Though I’ve always been interested in natural building, sometimes it takes an expert to convince naysayers that a straw bale home is worth the mud it’s stacked with. Bruce King is a structural engineer and does research on natural building. He says the straw bale model, started 120 years ago in Nebraska, just makes sense. “It’s the best insulation you can get and you don’t have to buy (foreign) oil to make your insulation. You can buy it from the farmer next door. Farmers are growing more than food and they don’t even know it.”

The Community Rebuilds method works because of a few moving parts. Applicants get a loan through USDA Rural Development and work with the nonprofit and interns to complete their homes. It’s a version of the Mutual Self-Help Housing Program unique to Community Rebuilds and championed by the desire of each organization to make affordable housing possible. In addition to interns working the build site, the homeowners themselves put in a percentage of the work and learn about building along the way. “I’ve learned tons!” says Heather, “I’ve learned how to work tools, I’ve learned how to plaster…I just can’t imagine a better program out there.”

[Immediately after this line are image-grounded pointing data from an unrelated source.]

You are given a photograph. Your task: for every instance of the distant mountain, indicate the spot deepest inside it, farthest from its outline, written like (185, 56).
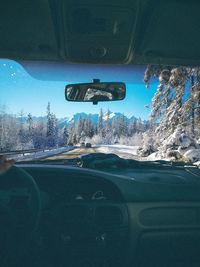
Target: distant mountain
(62, 122)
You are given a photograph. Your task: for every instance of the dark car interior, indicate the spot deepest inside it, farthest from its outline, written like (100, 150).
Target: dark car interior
(57, 216)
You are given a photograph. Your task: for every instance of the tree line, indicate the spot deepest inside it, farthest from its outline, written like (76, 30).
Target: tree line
(28, 132)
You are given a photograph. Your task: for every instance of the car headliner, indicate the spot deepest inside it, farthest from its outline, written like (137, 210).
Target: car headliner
(155, 32)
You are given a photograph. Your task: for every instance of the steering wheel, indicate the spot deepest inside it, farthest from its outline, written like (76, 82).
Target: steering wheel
(19, 213)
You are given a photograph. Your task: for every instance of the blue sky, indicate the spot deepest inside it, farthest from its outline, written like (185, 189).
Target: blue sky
(20, 91)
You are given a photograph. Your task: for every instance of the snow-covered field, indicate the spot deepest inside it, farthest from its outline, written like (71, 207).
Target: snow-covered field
(41, 154)
(129, 152)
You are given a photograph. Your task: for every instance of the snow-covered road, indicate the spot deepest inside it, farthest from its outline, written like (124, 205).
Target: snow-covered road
(128, 152)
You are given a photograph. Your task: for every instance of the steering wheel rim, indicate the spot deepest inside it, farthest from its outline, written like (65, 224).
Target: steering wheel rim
(21, 195)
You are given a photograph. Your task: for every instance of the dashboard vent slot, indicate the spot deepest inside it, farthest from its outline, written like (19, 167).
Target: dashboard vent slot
(108, 216)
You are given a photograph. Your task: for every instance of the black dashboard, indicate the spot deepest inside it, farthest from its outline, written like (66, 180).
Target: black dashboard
(93, 218)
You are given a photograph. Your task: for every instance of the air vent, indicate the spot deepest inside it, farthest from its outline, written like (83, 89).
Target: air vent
(108, 216)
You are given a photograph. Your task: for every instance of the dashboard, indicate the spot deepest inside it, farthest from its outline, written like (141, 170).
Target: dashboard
(97, 219)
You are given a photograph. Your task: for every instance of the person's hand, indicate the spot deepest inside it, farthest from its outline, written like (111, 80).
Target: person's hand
(5, 164)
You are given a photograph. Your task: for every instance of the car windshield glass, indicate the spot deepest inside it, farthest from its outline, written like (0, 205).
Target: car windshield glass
(159, 119)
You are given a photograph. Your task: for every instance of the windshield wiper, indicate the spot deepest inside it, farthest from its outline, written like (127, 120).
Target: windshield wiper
(112, 161)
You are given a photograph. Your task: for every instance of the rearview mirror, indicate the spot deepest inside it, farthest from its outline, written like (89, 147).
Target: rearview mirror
(95, 92)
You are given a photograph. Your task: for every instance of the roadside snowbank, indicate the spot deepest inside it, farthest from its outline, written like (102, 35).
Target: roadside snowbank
(41, 154)
(117, 149)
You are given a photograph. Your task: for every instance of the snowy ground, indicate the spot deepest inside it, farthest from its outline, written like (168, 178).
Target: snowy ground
(41, 154)
(128, 152)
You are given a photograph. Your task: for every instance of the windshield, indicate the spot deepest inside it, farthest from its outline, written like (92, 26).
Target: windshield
(158, 119)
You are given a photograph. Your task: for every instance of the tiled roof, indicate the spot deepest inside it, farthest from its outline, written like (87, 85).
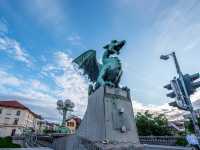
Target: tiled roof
(15, 104)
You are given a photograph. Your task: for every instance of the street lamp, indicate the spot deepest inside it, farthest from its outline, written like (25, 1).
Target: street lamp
(182, 89)
(64, 107)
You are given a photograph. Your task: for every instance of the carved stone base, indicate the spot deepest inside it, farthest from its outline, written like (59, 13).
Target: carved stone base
(108, 123)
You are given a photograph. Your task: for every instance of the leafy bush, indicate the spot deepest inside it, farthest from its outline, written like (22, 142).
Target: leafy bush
(181, 142)
(148, 124)
(7, 143)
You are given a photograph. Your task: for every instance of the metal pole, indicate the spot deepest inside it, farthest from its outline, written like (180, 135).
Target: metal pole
(187, 97)
(64, 117)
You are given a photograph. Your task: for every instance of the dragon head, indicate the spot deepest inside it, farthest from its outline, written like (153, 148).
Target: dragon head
(115, 46)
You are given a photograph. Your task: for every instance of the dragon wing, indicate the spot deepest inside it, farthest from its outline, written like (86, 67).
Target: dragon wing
(88, 62)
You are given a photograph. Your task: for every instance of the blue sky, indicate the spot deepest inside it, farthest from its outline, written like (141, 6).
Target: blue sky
(39, 39)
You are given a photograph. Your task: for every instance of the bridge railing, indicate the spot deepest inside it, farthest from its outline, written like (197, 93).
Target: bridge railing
(160, 140)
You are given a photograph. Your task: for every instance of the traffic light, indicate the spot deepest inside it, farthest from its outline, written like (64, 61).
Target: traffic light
(177, 93)
(191, 86)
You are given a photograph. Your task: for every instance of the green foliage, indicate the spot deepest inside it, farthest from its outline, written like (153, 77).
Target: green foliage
(7, 143)
(181, 142)
(147, 125)
(189, 126)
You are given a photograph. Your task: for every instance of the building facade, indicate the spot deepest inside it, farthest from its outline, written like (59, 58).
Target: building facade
(72, 123)
(15, 117)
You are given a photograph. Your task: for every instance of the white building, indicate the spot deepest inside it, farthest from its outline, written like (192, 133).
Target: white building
(15, 117)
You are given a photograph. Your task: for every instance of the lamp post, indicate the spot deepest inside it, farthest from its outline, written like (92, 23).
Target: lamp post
(185, 93)
(64, 107)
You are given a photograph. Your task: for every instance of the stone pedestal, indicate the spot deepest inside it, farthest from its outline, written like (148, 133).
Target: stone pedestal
(109, 117)
(107, 124)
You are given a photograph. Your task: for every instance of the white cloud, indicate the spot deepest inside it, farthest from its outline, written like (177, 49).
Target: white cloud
(177, 28)
(3, 26)
(76, 40)
(12, 47)
(48, 13)
(69, 81)
(8, 79)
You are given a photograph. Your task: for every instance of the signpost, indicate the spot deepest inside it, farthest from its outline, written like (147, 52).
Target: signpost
(182, 88)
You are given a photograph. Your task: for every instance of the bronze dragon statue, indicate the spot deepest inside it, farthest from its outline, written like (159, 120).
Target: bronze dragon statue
(109, 72)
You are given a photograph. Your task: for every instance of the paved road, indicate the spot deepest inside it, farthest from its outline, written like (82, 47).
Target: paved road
(37, 148)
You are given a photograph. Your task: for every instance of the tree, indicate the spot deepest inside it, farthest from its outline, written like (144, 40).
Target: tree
(189, 126)
(148, 124)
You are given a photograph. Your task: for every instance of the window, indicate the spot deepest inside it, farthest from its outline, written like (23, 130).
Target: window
(18, 113)
(7, 120)
(15, 121)
(70, 124)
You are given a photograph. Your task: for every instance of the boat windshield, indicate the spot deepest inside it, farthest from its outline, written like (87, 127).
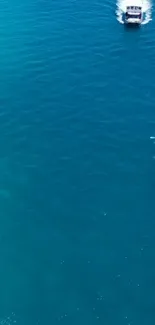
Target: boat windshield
(137, 16)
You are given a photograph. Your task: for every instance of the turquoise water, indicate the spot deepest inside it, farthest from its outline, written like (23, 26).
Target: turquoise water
(77, 173)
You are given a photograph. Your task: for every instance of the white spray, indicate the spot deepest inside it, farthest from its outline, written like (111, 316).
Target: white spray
(146, 8)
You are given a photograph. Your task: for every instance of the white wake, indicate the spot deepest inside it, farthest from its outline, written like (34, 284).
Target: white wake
(121, 8)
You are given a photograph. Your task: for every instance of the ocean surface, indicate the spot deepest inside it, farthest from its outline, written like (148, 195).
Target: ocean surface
(77, 167)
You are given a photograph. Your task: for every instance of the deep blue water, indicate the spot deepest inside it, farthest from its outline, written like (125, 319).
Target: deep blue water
(77, 174)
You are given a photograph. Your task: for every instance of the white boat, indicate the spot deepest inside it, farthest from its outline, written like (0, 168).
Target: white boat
(134, 12)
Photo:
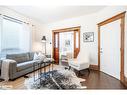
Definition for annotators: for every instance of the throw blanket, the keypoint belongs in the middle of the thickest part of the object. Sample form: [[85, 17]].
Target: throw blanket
[[5, 69]]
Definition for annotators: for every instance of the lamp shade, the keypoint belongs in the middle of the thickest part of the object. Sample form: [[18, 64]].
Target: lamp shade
[[43, 39]]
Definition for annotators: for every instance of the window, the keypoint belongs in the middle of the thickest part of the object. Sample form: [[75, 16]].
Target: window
[[13, 37]]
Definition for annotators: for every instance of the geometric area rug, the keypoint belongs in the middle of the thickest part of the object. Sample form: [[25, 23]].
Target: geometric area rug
[[60, 79]]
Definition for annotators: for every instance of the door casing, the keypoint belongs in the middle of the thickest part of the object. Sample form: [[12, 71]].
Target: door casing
[[120, 16]]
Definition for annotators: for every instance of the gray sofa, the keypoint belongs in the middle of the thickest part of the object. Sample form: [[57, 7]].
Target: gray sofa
[[23, 64]]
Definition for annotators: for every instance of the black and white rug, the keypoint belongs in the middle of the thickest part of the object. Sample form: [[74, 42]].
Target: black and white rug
[[61, 79]]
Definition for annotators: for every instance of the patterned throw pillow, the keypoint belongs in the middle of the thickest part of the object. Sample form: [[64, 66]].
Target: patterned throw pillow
[[39, 56]]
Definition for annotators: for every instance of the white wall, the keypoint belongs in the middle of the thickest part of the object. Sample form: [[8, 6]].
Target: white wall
[[88, 23], [36, 29]]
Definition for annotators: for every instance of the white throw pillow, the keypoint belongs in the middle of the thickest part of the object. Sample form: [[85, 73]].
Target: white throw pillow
[[39, 56]]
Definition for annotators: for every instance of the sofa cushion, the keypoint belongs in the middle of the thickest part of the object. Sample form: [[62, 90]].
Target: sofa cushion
[[24, 65], [19, 58], [31, 55]]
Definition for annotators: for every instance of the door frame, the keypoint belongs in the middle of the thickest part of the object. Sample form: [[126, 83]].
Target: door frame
[[121, 17], [65, 30]]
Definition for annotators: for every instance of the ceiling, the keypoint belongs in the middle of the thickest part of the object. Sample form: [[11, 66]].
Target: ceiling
[[54, 13]]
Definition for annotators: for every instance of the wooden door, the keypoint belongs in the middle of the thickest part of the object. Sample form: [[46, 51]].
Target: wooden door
[[56, 47], [110, 49]]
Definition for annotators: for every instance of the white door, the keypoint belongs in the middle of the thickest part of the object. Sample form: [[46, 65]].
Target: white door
[[110, 49]]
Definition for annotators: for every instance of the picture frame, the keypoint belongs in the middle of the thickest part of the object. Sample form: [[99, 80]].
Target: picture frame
[[88, 37]]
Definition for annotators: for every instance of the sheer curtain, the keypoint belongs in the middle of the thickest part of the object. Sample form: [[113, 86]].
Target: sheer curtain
[[15, 37]]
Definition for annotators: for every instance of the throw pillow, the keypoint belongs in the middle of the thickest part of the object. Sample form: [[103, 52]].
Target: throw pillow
[[39, 56]]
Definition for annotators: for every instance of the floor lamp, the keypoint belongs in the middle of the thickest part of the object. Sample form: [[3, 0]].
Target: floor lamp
[[44, 41]]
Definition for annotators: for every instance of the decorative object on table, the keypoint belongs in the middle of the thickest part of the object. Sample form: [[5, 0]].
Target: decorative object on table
[[44, 41], [88, 37], [61, 79]]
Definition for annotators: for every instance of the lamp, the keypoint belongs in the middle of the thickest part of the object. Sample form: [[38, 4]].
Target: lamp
[[44, 41]]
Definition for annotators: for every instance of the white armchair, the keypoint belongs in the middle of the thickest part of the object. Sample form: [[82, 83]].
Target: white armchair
[[80, 63]]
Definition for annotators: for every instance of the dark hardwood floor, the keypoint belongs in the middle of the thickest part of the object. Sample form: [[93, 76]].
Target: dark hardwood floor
[[100, 80]]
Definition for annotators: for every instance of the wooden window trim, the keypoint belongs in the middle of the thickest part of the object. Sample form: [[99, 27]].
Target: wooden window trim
[[65, 30]]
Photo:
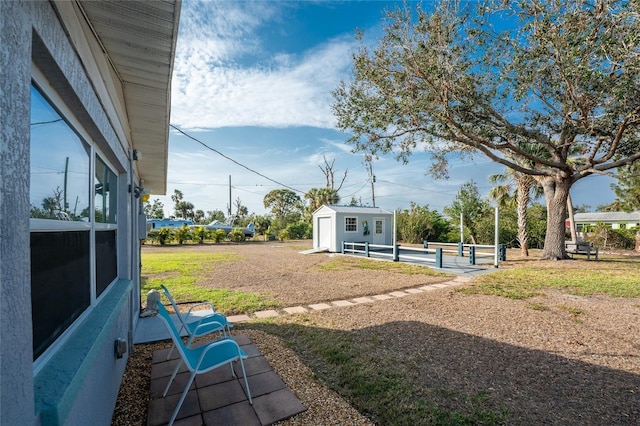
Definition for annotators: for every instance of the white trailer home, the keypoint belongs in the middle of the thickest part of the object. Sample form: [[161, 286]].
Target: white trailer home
[[334, 224]]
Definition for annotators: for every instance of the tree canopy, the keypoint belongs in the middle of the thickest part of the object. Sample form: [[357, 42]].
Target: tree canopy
[[550, 89]]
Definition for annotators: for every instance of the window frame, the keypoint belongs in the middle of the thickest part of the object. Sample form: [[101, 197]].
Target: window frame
[[354, 224], [58, 104]]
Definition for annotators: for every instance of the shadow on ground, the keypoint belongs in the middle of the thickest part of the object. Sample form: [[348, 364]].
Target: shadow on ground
[[460, 373]]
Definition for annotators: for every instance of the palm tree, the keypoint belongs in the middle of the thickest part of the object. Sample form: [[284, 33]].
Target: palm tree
[[502, 194]]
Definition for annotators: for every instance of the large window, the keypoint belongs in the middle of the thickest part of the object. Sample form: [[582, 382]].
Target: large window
[[351, 224], [73, 196]]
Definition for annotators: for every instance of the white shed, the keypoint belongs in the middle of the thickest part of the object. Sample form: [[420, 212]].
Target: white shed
[[334, 224]]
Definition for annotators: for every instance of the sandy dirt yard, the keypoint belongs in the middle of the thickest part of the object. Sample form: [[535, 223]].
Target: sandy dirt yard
[[552, 359]]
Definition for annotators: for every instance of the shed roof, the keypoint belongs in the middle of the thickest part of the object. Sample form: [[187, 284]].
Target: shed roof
[[355, 209], [608, 217]]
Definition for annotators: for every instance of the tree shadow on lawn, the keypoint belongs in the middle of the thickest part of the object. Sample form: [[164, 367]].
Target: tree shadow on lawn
[[410, 372]]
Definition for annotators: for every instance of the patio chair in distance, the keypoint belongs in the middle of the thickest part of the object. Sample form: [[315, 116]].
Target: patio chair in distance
[[214, 322], [202, 359]]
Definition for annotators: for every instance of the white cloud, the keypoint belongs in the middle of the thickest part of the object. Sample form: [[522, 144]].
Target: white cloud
[[211, 88]]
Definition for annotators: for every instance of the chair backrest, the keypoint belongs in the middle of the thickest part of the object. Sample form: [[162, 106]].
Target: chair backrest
[[174, 304], [164, 314]]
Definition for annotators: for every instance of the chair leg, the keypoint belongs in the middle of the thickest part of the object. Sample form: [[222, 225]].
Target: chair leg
[[173, 346], [246, 382], [182, 397], [173, 376]]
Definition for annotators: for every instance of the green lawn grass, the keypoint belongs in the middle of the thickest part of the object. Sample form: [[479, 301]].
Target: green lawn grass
[[614, 277], [182, 272], [380, 387]]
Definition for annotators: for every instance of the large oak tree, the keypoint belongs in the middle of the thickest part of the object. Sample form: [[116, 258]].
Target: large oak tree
[[550, 89]]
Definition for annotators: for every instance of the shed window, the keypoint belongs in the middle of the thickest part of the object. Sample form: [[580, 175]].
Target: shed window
[[351, 224]]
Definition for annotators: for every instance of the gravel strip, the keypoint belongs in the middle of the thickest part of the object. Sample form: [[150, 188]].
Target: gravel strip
[[553, 359]]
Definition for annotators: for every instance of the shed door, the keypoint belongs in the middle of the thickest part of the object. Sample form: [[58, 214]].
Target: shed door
[[324, 232], [378, 231]]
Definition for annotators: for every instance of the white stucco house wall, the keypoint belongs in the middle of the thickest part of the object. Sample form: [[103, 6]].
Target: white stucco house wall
[[333, 224], [84, 107], [615, 220]]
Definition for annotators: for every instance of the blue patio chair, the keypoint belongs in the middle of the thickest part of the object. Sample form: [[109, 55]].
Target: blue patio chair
[[203, 325], [202, 359]]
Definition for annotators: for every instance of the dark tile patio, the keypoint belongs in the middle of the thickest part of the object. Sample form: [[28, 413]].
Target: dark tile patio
[[217, 398]]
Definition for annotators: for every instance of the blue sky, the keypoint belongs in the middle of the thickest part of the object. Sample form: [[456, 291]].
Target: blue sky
[[253, 80]]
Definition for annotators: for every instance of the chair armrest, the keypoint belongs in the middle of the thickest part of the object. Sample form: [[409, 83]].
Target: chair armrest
[[227, 341], [197, 305], [202, 329]]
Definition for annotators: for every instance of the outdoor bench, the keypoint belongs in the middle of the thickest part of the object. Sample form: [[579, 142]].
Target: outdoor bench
[[582, 248]]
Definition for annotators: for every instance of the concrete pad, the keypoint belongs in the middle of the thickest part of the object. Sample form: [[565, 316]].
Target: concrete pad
[[266, 314], [296, 310], [241, 413], [341, 303], [441, 285], [278, 405], [238, 318], [382, 297], [428, 288], [320, 306], [363, 300]]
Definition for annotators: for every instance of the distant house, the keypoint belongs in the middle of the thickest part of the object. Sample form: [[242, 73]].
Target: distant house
[[334, 224], [84, 107], [153, 224], [615, 220]]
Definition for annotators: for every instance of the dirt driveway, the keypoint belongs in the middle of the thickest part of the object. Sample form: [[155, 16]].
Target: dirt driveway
[[553, 359]]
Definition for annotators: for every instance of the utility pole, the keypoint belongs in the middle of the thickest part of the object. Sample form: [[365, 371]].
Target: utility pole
[[229, 205], [367, 161]]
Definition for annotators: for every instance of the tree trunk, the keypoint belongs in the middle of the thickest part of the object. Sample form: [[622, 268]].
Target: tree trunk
[[556, 192], [524, 189], [572, 222]]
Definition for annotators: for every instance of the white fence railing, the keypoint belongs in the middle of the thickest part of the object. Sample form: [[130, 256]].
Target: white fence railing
[[398, 253]]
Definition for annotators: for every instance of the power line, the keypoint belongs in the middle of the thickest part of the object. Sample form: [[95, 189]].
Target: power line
[[234, 161]]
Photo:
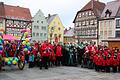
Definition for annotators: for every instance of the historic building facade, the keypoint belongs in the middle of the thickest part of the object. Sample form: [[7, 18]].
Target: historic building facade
[[14, 18], [109, 24], [55, 28], [86, 22], [69, 35], [39, 27]]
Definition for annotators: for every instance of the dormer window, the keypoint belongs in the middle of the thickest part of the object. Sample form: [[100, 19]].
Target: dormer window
[[108, 13]]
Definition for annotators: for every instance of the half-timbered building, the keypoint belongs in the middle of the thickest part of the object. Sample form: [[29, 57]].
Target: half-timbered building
[[86, 22]]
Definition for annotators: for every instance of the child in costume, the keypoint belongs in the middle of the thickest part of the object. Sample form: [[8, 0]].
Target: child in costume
[[31, 60]]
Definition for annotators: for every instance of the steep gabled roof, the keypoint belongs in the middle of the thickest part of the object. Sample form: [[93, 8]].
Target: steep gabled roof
[[96, 6], [113, 6], [16, 12], [50, 18]]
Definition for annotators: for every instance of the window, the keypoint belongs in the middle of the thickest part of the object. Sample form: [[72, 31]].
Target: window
[[43, 28], [117, 33], [33, 33], [37, 27], [37, 34], [83, 23], [55, 35], [52, 28], [83, 14], [118, 23], [76, 24], [59, 28], [41, 34], [79, 15], [110, 33], [86, 14], [37, 21], [90, 13], [92, 22], [59, 35], [79, 23], [87, 22], [44, 34], [42, 22]]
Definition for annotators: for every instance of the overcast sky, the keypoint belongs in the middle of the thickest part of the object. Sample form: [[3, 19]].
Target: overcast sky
[[66, 9]]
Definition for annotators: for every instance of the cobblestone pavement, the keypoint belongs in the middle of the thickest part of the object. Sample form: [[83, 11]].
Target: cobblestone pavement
[[56, 73]]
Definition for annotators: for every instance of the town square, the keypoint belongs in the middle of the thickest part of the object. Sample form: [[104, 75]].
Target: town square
[[54, 41]]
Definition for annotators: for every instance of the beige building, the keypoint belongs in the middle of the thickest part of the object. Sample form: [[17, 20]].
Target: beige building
[[69, 36], [109, 24], [86, 22]]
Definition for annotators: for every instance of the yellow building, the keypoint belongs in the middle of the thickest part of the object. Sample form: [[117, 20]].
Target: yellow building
[[69, 35], [55, 28]]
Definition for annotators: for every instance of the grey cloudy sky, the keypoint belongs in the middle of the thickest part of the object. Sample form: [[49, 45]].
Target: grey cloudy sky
[[66, 9]]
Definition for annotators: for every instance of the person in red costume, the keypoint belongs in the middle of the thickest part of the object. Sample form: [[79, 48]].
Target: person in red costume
[[118, 57], [58, 55], [45, 53]]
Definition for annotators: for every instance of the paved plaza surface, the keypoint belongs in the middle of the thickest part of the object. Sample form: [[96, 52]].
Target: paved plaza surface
[[56, 73]]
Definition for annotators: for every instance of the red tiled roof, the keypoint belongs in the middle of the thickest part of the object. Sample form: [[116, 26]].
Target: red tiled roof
[[96, 6], [16, 12]]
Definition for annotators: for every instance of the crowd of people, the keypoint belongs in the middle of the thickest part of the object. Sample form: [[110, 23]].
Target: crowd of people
[[47, 55]]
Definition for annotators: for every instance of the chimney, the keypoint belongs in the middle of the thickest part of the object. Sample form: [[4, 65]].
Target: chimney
[[92, 3]]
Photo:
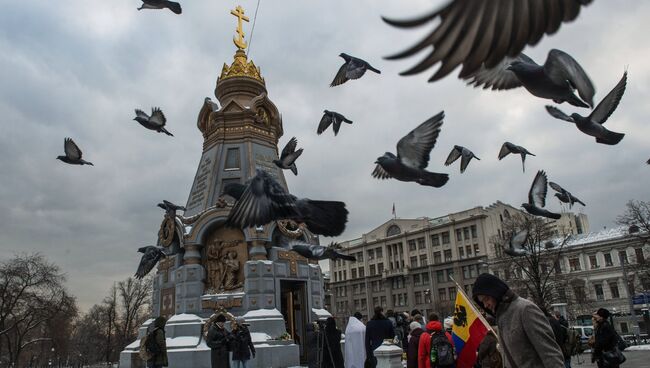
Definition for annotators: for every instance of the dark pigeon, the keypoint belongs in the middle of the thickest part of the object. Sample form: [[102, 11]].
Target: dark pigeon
[[593, 124], [537, 198], [150, 257], [556, 80], [564, 195], [161, 4], [263, 200], [155, 122], [516, 244], [473, 33], [331, 118], [72, 154], [413, 156], [319, 252], [460, 151], [289, 156], [508, 148], [353, 68]]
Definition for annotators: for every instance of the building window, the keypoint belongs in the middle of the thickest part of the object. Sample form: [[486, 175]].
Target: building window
[[232, 159]]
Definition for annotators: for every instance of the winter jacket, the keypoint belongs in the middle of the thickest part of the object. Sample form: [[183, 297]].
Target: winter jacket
[[412, 349], [526, 336], [242, 344]]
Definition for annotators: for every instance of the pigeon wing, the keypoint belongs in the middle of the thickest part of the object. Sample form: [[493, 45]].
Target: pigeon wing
[[537, 193], [414, 148], [561, 67], [472, 33], [71, 149], [607, 106]]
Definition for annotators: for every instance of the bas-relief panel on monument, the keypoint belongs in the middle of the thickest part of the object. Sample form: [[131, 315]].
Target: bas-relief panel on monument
[[224, 256]]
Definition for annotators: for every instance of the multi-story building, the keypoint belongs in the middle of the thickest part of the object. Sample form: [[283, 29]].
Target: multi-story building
[[412, 263]]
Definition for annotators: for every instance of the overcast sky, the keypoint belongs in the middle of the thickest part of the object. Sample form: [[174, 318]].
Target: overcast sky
[[78, 68]]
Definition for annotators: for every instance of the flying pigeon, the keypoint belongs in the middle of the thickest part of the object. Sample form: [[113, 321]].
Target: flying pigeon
[[557, 79], [564, 195], [537, 197], [413, 156], [473, 33], [150, 257], [319, 252], [161, 4], [213, 105], [593, 124], [331, 118], [516, 244], [460, 151], [353, 68], [72, 154], [155, 122], [508, 148], [289, 156], [263, 200]]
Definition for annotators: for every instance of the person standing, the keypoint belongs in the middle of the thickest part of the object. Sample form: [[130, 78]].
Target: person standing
[[242, 344], [355, 338], [526, 337]]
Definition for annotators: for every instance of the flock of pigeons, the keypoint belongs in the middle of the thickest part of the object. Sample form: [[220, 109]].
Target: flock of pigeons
[[486, 38]]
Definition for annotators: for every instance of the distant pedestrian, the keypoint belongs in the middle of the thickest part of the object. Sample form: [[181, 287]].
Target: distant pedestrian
[[526, 337]]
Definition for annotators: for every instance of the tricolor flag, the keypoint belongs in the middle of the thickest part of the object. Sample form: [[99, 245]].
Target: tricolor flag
[[468, 331]]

I couldn’t agree more. Our partnership has made our goal of improving the lives of rural Americans achievable. It’s evident when new homeowners like Heather say she’s confident in her home. “I feel like I’m one of the luckiest people,” Heather said. “I have a house that’s built with love from all the interns that I got to custom design and it’s affordable.”

Lynn Chenard in front of her new home
Lynn Chenard finished her self-help straw bale home with the assistance of local nonprofit Community Rebuilds and 16 interns working for six months to learn the natural building process.